We are given the fractions:
[tex]\[ \frac{11}{12}, \frac{7}{10}, \frac{5}{6} \][/tex]
### Step-by-Step Solution:
1. List the fractions:
- [tex]\(\frac{11}{12}\)[/tex]
- [tex]\(\frac{7}{10}\)[/tex]
- [tex]\(\frac{5}{6}\)[/tex]
2. Convert each fraction to a decimal to easily compare them:
- [tex]\(\frac{11}{12} \approx 0.9167\)[/tex]
- [tex]\(\frac{7}{10} = 0.7\)[/tex]
- [tex]\(\frac{5}{6} \approx 0.8333\)[/tex]
3. Compare the decimal values:
- [tex]\(0.9167\)[/tex] (which represents [tex]\(\frac{11}{12}\)[/tex])
- [tex]\(0.8333\)[/tex] (which represents [tex]\(\frac{5}{6}\)[/tex])
- [tex]\(0.7\)[/tex] (which represents [tex]\(\frac{7}{10}\)[/tex])
4. Order them from greatest to least:
- The greatest decimal value is [tex]\(0.9167\)[/tex] or [tex]\(\frac{11}{12}\)[/tex]
- The next greatest decimal value is [tex]\(0.8333\)[/tex] or [tex]\(\frac{5}{6}\)[/tex]
- The smallest decimal value is [tex]\(0.7\)[/tex] or [tex]\(\frac{7}{10}\)[/tex]

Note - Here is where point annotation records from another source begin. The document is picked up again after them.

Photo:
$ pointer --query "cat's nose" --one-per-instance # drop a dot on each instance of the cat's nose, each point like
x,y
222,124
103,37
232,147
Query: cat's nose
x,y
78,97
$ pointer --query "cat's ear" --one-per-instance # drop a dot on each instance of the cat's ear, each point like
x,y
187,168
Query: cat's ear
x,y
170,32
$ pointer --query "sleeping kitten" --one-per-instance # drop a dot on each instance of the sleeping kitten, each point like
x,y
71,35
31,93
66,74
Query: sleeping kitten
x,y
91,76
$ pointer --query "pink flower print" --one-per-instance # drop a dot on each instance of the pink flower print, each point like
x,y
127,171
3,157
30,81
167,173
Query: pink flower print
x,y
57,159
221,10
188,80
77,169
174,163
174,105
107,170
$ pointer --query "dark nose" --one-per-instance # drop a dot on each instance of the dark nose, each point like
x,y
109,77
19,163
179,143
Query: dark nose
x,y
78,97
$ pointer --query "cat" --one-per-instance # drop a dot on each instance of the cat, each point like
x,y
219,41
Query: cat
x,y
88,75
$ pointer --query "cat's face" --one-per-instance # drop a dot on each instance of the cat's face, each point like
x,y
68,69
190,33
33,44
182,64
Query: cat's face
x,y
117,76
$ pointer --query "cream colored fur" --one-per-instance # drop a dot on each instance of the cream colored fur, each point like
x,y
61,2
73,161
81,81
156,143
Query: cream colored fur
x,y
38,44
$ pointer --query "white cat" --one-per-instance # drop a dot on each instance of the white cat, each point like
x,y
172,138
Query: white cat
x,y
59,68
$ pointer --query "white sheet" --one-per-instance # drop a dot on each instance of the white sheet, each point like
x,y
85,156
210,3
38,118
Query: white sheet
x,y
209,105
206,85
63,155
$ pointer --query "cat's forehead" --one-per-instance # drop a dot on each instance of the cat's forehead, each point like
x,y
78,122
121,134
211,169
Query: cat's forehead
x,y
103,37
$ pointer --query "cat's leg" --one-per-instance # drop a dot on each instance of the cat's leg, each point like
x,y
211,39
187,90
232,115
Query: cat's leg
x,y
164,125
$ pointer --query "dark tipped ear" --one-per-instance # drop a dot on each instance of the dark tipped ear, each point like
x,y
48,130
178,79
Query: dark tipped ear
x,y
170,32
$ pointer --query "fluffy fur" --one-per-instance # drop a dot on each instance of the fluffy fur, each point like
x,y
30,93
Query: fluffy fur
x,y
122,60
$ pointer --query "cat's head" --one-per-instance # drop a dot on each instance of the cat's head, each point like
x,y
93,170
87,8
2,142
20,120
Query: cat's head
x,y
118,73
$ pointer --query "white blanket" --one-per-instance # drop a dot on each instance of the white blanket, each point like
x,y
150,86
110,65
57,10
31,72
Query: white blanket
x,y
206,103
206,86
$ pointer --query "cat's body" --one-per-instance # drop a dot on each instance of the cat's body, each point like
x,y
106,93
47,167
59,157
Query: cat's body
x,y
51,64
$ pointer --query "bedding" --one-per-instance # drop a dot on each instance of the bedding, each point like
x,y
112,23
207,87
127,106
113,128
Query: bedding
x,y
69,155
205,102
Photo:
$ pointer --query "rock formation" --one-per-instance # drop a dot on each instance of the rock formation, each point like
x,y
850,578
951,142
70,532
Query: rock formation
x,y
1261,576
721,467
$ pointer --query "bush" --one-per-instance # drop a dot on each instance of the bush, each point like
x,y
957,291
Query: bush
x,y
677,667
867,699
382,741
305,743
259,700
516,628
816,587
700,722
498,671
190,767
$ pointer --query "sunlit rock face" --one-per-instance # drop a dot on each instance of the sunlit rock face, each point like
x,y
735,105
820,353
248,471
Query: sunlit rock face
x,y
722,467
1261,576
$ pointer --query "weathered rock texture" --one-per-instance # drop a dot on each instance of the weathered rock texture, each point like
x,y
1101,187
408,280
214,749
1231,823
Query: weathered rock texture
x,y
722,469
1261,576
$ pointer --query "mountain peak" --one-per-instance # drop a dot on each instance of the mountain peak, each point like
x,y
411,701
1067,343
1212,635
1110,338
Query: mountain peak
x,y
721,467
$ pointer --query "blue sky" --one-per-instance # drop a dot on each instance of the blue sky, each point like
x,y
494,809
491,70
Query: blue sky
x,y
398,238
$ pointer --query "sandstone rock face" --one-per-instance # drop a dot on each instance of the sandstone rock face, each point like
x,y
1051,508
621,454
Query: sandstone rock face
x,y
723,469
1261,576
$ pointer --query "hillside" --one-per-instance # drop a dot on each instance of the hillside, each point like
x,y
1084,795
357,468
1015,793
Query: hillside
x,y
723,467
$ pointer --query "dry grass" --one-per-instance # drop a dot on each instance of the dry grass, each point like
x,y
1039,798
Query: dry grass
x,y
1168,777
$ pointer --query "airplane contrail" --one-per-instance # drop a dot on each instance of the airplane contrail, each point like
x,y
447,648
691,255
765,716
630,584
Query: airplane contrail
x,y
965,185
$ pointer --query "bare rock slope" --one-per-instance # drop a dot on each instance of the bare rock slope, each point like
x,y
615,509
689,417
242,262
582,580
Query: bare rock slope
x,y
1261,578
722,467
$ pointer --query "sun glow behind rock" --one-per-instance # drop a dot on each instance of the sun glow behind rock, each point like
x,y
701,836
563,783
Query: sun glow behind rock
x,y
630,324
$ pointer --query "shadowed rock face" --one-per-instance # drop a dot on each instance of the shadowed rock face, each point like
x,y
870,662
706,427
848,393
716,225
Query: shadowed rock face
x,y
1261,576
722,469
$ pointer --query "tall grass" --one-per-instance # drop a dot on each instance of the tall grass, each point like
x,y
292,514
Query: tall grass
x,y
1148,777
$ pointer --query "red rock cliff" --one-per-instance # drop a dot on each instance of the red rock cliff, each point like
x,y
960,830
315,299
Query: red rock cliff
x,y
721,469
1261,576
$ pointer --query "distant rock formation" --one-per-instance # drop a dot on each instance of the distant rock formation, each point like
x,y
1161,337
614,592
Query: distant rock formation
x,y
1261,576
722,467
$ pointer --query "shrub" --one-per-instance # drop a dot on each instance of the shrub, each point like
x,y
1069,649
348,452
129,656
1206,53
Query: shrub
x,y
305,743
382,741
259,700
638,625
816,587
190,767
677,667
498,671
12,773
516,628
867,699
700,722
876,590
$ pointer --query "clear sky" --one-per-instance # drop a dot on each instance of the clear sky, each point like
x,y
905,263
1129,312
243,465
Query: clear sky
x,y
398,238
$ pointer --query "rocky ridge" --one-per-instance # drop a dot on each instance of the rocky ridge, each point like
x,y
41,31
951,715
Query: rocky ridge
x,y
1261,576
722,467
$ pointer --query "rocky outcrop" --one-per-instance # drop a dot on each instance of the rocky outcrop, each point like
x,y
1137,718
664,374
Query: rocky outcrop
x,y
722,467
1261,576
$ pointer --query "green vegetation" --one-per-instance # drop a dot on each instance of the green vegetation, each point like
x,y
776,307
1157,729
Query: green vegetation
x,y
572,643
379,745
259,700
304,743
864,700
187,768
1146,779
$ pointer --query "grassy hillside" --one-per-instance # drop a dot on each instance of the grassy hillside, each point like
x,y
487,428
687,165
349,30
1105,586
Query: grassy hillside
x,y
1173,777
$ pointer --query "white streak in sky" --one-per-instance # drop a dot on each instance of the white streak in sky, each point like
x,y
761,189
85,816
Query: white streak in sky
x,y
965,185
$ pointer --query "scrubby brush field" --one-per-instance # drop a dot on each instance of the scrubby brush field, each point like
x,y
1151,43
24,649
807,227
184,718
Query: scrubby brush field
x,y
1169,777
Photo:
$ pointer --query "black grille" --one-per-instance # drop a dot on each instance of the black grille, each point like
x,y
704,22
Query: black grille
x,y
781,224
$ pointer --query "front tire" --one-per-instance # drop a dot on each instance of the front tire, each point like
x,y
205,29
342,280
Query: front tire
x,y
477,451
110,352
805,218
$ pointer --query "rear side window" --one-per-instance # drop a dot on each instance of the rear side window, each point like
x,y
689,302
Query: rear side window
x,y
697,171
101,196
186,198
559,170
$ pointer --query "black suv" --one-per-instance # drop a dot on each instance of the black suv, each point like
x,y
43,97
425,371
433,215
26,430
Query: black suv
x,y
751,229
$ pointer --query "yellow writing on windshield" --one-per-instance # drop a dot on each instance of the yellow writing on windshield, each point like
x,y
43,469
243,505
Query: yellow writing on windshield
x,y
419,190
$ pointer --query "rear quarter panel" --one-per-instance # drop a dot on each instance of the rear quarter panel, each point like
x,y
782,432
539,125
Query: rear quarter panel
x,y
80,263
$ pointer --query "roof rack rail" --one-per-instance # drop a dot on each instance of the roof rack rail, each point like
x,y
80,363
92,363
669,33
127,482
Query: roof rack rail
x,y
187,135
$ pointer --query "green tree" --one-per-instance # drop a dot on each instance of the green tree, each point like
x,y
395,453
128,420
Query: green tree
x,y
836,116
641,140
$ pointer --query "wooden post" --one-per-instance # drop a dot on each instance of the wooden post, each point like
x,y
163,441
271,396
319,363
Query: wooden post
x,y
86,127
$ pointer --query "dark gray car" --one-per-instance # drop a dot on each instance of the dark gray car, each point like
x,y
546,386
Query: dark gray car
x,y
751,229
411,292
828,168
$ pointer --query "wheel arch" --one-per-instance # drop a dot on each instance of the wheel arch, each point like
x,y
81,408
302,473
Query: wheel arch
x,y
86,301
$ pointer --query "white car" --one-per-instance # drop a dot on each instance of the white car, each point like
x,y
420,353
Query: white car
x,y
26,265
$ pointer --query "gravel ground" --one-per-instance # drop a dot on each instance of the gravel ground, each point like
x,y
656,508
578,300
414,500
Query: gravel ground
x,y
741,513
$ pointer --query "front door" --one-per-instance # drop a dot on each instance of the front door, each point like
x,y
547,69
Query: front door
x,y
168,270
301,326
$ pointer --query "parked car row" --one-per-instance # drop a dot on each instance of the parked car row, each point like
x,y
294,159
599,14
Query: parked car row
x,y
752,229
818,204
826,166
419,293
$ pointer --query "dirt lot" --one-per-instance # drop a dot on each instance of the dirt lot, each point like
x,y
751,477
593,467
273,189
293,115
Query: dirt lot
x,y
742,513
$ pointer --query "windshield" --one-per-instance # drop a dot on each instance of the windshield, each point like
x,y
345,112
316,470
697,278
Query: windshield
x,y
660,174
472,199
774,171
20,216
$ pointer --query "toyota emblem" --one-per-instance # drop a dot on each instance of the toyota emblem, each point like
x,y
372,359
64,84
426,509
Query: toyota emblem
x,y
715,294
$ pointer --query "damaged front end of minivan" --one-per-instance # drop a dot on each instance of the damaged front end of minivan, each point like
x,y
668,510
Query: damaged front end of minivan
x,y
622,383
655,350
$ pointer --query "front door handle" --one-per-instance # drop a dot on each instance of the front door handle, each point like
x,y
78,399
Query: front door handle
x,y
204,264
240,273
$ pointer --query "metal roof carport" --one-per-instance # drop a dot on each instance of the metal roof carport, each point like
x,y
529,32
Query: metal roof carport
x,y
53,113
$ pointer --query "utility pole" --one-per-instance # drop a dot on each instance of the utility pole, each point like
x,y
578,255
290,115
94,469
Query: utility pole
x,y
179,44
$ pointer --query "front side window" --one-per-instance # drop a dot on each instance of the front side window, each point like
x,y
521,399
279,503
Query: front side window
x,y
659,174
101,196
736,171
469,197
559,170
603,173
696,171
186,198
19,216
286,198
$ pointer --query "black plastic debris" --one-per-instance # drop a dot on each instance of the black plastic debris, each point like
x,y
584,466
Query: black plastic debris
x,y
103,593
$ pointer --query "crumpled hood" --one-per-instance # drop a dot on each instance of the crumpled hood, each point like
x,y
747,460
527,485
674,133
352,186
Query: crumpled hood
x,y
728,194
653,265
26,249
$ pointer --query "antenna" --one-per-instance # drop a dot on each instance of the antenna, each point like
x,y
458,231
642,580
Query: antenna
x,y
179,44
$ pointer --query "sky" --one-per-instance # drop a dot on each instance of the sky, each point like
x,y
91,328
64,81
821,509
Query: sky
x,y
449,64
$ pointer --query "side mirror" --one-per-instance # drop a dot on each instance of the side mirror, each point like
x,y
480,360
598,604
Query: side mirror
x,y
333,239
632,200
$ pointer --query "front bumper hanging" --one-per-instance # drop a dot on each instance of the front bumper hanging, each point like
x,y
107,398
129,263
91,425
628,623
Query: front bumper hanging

Thus, the fractions in decreasing order are:
[tex]\[ \frac{11}{12}, \frac{5}{6}, \frac{7}{10} \][/tex]
### Verify the Answer Choices
- Option A: [tex]\(\frac{11}{12}, \frac{7}{10}, \frac{5}{6}\)[/tex] — This is not correct as [tex]\(\frac{7}{10}\)[/tex] is not greater than [tex]\(\frac{5}{6}\)[/tex].
- Option B: [tex]\(\frac{5}{6}, \frac{11}{12}, \frac{7}{10}\)[/tex] — This is not correct as [tex]\(\frac{11}{12}\)[/tex] is greater than [tex]\(\frac{5}{6}\)[/tex].
- Option C: [tex]\(\frac{11}{12}, \frac{5}{6}, \frac{7}{10}\)[/tex] — This matches our order from greatest to least.
- Option D: [tex]\(\frac{5}{6}, \frac{7}{10}, \frac{11}{12}\)[/tex] — This is not correct as [tex]\(\frac{11}{12}\)[/tex] should be first.
### Conclusion
The correct answer is Option C: [tex]\(\frac{11}{12}, \frac{5}{6}, \frac{7}{10}\)[/tex].